Wage data was steady but underwhelming: average hourly earnings rose 0.2% month-over-month, below the expected 0.3%, and 3.7% year-over-year (vs. 3.9% consensus). The average workweek slipped to 34.2 hours from 34.3. Unemployment edged up to 4.1%, continuing a flat trend but above the 4.0% median forecast. Nonetheless, prior month revisions were modestly positive, with April and May gains revised up by a combined +16,000 jobs.

Markets digested the headline beat with cautious optimism. Equities posted modest gains, helped by a drop in weekly jobless claims (233,000 vs. 240,000 consensus) and a stronger-than-expected ISM Services report. The Services PMI bounced back into expansion territory at 50.8 (vs. 50.5 expected), up from 49.9 in May. Business activity and new orders surged, although the employment subindex slid deeper into contraction at 47.2. Prices paid remained elevated at 67.5, suggesting inflation stickiness remains a concern in service sectors.

Factory orders provided further upside surprise. May’s data showed an 8.2% surge, matching consensus, and driven by a sharp rise in transportation and defense equipment. Orders excluding transportation rose 0.2%, while nondefense capital goods orders excluding aircraft were unchanged at +1.7%. Shipments of core capital goods were revised slightly down to +0.4%. Overall, this data hints at durable investment demand holding up—particularly in high-tech and aerospace.
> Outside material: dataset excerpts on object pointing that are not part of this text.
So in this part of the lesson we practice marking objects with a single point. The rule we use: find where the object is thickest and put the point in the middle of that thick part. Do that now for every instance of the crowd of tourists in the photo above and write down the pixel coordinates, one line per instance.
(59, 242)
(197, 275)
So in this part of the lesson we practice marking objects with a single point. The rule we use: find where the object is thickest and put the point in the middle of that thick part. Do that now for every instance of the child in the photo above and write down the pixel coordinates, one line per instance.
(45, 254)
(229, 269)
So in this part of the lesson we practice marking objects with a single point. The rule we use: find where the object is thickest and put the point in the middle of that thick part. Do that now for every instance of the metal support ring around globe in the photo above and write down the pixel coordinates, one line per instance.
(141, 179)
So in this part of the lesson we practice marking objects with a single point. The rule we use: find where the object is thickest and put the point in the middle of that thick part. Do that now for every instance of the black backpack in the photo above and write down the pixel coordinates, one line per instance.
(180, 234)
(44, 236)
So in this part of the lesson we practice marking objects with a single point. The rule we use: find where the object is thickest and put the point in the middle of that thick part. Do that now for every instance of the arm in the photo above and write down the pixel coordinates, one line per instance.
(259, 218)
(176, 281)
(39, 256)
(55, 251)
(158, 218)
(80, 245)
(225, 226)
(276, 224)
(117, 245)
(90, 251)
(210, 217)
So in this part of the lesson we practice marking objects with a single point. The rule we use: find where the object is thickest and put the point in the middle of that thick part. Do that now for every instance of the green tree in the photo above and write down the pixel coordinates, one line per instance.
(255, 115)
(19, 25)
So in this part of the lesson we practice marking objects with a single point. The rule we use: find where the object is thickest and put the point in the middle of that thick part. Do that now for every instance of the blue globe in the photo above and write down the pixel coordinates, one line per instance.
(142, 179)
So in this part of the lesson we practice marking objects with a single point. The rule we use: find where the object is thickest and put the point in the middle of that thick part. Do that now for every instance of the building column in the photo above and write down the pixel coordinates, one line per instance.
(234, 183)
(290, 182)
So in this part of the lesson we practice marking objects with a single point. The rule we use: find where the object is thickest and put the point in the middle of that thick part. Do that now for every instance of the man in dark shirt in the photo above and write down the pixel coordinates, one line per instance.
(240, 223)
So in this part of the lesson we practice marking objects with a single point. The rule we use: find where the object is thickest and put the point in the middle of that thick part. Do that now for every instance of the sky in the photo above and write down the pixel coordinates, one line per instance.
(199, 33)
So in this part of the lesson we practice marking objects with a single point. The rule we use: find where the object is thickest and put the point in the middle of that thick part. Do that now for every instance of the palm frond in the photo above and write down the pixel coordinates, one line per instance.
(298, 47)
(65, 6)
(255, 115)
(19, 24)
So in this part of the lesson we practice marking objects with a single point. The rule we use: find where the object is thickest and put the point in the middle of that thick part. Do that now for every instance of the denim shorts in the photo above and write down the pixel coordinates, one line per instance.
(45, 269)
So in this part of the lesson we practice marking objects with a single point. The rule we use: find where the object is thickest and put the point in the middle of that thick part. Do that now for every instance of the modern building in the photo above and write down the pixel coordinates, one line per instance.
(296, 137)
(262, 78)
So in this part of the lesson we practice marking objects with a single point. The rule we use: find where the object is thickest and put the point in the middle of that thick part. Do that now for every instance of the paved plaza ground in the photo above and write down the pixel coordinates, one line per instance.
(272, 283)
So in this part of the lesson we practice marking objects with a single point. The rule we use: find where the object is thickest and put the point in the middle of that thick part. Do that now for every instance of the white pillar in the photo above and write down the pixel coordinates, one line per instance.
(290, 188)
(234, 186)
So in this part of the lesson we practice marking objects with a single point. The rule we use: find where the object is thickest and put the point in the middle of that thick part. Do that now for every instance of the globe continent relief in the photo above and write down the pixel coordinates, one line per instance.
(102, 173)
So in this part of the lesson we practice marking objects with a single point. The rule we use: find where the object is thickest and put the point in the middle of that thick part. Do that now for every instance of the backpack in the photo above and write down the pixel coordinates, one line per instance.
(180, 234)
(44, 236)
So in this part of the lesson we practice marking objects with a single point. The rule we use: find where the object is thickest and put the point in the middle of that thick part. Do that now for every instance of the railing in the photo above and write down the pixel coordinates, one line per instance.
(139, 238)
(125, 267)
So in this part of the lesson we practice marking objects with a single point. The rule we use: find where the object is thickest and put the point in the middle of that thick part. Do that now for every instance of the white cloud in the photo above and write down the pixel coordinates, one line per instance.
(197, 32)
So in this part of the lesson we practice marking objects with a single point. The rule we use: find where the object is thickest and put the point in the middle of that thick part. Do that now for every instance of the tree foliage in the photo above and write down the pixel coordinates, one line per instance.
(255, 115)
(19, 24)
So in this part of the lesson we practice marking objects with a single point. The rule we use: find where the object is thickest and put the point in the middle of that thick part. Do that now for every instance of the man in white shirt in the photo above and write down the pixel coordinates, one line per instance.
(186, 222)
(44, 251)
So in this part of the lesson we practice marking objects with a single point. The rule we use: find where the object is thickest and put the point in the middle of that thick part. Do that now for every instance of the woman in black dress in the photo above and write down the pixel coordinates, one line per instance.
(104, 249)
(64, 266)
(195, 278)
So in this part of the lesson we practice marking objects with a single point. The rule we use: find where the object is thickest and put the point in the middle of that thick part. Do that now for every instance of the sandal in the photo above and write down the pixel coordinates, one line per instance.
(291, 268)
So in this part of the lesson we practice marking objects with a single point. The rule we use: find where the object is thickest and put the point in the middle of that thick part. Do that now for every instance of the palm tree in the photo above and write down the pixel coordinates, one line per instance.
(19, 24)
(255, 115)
The U.S. trade deficit widened more than expected in May to $71.5 billion (vs. $71.0B consensus), driven by a 4% drop in exports amid weaker global demand. Imports dipped just 0.1%. The goods deficit rose to $97.5B, though the services surplus held firm at $26.0B. Notably, the U.S.-China trade deficit narrowed to $13.9B from $17.2B—likely to fuel more chatter in Washington as the “One Big Beautiful” trade bill barrels toward a weekend vote.
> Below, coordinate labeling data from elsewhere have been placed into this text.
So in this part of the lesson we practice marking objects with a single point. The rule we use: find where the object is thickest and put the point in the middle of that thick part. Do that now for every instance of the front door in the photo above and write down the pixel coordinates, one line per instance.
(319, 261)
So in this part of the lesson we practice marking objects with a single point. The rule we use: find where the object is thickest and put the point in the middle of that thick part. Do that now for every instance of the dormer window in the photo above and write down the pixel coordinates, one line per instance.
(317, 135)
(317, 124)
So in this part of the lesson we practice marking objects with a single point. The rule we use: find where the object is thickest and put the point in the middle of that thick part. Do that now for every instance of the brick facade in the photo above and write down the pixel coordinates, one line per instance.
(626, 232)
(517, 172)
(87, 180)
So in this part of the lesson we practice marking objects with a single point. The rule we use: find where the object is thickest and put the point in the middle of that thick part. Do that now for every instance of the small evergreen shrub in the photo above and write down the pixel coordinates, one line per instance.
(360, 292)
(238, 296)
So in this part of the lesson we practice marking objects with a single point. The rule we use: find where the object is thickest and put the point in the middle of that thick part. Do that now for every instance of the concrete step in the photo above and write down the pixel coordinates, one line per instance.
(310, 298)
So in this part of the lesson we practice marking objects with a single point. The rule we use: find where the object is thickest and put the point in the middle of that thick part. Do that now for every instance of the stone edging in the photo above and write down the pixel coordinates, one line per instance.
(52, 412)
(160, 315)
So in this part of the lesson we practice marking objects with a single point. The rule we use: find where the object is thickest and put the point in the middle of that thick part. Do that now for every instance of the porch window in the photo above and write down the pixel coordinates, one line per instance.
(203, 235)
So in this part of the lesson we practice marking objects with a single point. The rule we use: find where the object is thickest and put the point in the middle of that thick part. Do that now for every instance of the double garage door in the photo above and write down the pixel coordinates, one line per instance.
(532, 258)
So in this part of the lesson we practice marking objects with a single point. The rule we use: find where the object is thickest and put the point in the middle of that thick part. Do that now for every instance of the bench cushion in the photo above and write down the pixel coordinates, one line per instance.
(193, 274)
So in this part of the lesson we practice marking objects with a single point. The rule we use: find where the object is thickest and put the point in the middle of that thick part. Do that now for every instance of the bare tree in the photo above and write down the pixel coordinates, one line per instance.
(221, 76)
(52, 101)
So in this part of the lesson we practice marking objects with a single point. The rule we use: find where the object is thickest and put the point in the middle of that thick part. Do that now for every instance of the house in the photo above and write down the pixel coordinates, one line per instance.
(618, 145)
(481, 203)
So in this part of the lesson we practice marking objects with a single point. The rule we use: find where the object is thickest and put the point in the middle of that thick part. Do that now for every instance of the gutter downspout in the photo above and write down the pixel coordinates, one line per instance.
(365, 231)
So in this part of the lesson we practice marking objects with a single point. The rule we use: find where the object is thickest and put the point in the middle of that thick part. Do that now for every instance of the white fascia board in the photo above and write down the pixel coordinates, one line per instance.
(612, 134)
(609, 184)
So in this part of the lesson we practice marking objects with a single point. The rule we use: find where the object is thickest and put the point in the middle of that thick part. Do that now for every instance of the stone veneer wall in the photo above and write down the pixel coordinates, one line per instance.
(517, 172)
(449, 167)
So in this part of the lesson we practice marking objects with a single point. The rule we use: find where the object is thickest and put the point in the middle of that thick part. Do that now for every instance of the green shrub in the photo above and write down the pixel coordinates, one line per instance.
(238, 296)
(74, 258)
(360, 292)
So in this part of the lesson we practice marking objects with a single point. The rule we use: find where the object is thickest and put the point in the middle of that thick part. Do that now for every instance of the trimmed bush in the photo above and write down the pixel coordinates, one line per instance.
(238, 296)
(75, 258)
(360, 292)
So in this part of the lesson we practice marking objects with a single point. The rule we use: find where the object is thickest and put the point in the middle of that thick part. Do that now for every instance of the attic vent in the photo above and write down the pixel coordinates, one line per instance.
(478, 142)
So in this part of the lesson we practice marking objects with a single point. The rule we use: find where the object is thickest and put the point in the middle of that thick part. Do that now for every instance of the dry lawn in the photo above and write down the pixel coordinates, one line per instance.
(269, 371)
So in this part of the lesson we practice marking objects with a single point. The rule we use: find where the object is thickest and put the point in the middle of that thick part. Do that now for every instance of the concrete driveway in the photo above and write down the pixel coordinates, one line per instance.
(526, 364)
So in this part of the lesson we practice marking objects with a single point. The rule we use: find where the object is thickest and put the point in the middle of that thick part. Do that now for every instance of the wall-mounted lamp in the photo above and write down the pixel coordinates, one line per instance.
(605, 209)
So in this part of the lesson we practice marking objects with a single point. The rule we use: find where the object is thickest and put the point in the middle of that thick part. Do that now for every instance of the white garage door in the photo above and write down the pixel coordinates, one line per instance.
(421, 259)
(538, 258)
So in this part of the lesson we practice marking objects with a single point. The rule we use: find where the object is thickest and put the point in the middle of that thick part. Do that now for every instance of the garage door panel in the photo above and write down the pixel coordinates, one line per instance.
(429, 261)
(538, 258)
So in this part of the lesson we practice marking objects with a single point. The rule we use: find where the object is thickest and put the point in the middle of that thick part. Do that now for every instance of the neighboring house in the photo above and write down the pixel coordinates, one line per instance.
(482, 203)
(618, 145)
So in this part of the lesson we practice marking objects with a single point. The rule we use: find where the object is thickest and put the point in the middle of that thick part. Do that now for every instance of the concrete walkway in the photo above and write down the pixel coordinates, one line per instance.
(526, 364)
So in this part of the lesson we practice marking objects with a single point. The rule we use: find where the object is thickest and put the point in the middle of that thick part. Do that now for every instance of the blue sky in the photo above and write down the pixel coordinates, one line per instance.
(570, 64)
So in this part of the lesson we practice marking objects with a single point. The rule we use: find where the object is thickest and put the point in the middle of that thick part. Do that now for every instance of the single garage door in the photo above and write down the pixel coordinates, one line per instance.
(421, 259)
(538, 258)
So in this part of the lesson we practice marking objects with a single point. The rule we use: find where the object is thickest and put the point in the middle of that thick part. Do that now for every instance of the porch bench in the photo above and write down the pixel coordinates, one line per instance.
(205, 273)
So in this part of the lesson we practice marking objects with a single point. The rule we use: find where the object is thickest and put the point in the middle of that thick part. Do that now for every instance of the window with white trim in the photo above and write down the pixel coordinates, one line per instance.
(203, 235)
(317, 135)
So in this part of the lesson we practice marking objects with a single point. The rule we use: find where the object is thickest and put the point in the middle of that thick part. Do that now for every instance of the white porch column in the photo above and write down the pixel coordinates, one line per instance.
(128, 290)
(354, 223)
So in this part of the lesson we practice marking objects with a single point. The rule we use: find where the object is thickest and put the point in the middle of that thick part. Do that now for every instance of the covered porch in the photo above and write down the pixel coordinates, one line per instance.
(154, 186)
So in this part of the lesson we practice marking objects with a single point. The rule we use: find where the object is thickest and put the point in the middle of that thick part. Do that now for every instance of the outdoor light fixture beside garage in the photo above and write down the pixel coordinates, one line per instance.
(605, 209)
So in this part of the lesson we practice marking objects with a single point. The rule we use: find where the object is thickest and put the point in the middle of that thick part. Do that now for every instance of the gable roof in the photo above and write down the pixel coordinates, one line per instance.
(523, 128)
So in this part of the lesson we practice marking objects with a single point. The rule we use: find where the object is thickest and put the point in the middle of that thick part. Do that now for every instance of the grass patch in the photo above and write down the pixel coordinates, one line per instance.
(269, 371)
Collectively, this flurry of releases highlighted a few major themes. First, the U.S. consumer and services economy remain afloat, if not robust. Second, inflation pressures are easing incrementally but remain sticky in pockets. Third, the labor market is cooling slowly but not cracking. Finally, the underlying resilience means the Fed has little urgency to cut rates in July or September.
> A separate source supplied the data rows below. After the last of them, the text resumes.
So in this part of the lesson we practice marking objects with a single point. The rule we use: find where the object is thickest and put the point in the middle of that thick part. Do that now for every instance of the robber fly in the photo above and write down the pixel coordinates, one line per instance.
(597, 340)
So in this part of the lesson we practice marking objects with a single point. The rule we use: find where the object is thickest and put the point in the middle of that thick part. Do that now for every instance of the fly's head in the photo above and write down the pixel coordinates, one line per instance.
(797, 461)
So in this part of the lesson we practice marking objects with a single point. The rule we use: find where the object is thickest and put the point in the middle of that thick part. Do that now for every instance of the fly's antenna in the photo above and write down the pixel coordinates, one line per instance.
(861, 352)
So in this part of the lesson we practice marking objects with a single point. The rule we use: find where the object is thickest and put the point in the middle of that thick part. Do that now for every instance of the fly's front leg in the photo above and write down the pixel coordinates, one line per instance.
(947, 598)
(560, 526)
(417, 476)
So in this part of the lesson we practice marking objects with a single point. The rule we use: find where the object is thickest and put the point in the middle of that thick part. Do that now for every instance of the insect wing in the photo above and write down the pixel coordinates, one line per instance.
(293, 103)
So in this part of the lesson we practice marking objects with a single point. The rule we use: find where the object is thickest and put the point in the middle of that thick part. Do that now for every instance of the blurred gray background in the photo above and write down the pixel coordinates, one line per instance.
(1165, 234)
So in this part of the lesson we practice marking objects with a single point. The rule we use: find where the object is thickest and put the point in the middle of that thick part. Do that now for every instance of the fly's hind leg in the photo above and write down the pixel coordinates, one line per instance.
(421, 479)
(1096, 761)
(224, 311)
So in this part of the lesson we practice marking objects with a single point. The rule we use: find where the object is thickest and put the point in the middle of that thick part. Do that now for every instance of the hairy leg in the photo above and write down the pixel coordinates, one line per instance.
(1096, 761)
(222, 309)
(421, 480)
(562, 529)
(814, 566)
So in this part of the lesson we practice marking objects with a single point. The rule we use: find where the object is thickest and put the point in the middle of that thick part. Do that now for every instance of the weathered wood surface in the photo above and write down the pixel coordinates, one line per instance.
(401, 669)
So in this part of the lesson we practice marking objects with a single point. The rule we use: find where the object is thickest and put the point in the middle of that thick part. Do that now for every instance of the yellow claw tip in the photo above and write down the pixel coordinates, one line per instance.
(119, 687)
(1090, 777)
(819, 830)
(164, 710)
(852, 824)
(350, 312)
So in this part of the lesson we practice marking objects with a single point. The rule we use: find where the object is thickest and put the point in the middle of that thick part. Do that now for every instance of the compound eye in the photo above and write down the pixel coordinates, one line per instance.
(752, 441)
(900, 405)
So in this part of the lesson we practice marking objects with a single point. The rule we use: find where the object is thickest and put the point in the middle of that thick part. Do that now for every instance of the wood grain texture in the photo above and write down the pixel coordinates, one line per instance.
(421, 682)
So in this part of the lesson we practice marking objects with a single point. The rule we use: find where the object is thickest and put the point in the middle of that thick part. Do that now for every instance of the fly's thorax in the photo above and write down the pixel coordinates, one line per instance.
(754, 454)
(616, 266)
Rate futures responded accordingly. Markets now price just a 75–80% chance of a September rate cut, down sharply from 92% earlier this week. Treasury yields jumped on the jobs data: the 2-year yield climbed 12 bps to 3.90%, while the 10-year rose 6.7 bps to 4.36%. The dollar index surged in response, while gold slipped—another sign that the “Goldilocks” narrative is wearing thin as higher-for-longer rates regain credibility.

In short, the data came in “better than feared” but not good enough to reignite risk appetite. It was a classic Fed puzzle: inflation isn’t too hot, growth isn’t too cold, and the labor market isn’t broken—just soft around the edges. For investors, that likely translates to a summer stuck in limbo, waiting for inflation to soften more decisively or earnings season to deliver clarity.

The takeaway? The economy isn’t rolling over. But the longer it grinds sideways with modest growth and sticky inflation, the harder it will be for the Fed to justify a dovish pivot. With sentiment leaning bullish and positioning increasingly risk-on, Thursday’s data may serve as a subtle warning: rate cut hopes just got kicked down the road—and the path forward may be choppier than expected.